Ueng, KC, Lin, LC, Voon, WC, Lin, MC, Liu, YB, Su, HM, Chang, PY, Lin, TH, Chen, WL, Wu, CC, et al
Blood pressure. Supplement. 2008;:24-31
Abstract
AIMS: This study sought to compare the antihypertensive efficacy and tolerability of a fixed-dose combination with amlodipine/benazepril with that of amlodipine monotherapy in Chinese hypertensive subjects. RESULTS This multicenter, double-blind, 8-week study randomized 111 patients to fixed-dose amlodipine besylate/benazepril HCl (2.5/5 mg/day titrated to 5/10 mg/day as needed at week 4 to reach goal blood pressure (BP) <140/90 mmHg) or amlodipine besylate monotherapy (5 mg/day titrated to 10 mg/day as needed). At week 8, patients randomized to combination therapy compared with monotherapy had a comparable BP control rate (56.0% vs. 46.2%; p = 0.32). Fixed-dose combination resulted in similar reductions in sitting systolic (SBP) and diastolic BP (DBP) compared with monotherapy (SBP: -19.3 +/- 12.5 vs. -20.9 +/- 13.3 mmHg; DBP: -9.2 +/- 10.4 vs. -11.3 +/-9.3 mmHg; both p=NS).

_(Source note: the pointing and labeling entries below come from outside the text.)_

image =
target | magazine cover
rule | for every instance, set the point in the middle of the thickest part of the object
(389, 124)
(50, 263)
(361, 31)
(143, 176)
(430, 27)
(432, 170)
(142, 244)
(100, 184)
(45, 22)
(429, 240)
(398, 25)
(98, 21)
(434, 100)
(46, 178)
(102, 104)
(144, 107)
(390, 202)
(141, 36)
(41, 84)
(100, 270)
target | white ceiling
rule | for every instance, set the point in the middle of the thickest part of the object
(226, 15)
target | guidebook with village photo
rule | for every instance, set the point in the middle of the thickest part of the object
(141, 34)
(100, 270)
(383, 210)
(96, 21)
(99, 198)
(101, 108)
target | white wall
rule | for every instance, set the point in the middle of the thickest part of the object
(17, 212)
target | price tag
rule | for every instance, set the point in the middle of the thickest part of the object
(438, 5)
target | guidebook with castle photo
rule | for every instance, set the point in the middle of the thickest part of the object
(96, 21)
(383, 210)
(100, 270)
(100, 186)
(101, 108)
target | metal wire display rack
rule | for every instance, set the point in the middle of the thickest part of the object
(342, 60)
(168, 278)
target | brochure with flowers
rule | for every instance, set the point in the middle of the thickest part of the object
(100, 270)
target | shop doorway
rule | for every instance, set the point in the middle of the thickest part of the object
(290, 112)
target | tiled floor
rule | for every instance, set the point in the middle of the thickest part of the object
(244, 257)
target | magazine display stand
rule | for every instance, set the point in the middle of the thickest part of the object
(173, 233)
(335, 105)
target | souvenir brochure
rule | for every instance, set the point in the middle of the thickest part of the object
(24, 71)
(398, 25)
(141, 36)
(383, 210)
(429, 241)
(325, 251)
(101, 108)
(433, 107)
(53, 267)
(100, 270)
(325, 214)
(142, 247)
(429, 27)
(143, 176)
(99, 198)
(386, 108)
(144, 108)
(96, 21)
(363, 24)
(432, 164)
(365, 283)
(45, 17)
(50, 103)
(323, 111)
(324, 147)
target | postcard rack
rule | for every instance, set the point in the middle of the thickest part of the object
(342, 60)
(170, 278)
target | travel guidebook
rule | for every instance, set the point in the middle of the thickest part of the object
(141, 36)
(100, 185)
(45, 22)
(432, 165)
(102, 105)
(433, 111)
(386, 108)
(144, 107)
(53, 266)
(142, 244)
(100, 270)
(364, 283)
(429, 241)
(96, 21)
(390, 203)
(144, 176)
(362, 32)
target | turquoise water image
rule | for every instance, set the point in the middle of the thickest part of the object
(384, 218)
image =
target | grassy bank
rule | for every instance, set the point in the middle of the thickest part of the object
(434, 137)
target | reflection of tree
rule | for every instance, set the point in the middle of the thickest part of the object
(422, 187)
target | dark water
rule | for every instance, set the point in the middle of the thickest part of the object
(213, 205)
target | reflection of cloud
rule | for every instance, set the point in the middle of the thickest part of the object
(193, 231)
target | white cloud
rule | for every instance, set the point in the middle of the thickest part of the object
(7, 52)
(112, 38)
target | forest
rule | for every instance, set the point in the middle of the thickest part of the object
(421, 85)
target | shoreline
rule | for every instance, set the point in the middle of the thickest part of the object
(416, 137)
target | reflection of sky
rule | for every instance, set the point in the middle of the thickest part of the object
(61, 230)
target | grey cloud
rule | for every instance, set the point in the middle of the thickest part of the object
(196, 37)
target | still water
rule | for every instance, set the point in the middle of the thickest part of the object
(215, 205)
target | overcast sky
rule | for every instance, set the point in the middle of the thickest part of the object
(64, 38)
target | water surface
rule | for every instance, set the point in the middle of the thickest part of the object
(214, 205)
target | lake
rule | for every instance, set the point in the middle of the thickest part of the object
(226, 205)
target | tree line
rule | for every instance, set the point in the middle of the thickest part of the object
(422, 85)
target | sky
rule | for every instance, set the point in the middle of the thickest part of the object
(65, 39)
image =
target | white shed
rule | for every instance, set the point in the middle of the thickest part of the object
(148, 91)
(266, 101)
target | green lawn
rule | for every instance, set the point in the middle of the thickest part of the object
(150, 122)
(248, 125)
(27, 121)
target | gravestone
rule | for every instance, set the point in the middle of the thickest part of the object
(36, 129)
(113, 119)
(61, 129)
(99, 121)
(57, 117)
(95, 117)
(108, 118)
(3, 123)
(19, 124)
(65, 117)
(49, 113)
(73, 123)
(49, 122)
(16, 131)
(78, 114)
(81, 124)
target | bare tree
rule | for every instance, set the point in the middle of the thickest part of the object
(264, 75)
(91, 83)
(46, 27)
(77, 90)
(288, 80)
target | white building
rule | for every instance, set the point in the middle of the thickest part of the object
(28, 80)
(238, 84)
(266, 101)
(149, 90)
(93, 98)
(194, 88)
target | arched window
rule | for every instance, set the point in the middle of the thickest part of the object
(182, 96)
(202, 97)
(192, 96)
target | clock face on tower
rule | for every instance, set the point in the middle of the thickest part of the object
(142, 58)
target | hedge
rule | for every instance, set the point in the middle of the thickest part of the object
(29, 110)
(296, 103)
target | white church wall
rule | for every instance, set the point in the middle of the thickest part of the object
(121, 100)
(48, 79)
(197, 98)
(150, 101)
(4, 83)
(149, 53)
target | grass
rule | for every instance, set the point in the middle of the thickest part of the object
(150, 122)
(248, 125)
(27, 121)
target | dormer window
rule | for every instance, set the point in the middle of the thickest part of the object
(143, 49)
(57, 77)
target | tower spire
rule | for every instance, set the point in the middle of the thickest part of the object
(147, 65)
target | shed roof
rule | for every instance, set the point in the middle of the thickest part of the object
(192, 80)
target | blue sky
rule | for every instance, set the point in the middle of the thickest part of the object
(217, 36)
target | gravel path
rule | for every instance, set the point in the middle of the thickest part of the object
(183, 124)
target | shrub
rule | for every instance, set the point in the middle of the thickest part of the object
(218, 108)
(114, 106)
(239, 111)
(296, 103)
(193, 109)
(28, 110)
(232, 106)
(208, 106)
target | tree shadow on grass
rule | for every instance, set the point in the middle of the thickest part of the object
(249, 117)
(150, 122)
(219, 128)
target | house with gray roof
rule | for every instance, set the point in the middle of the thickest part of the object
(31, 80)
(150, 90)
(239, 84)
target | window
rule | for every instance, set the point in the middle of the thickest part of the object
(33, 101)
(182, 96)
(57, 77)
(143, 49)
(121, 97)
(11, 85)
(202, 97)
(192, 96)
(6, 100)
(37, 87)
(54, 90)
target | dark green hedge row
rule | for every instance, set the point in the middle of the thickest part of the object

Safety profiles did not differ between groups, but cough was more common in the combination group (11.0% vs. 0%; p = 0.013). CONCLUSIONS In this group of patients, comparable antihypertensive effects were seen with the fixed-dose combination therapy, compared with amlodipine monotherapy. Both treatments appeared well tolerated in the studied population, but cough was more common in the fixed-dose combination group.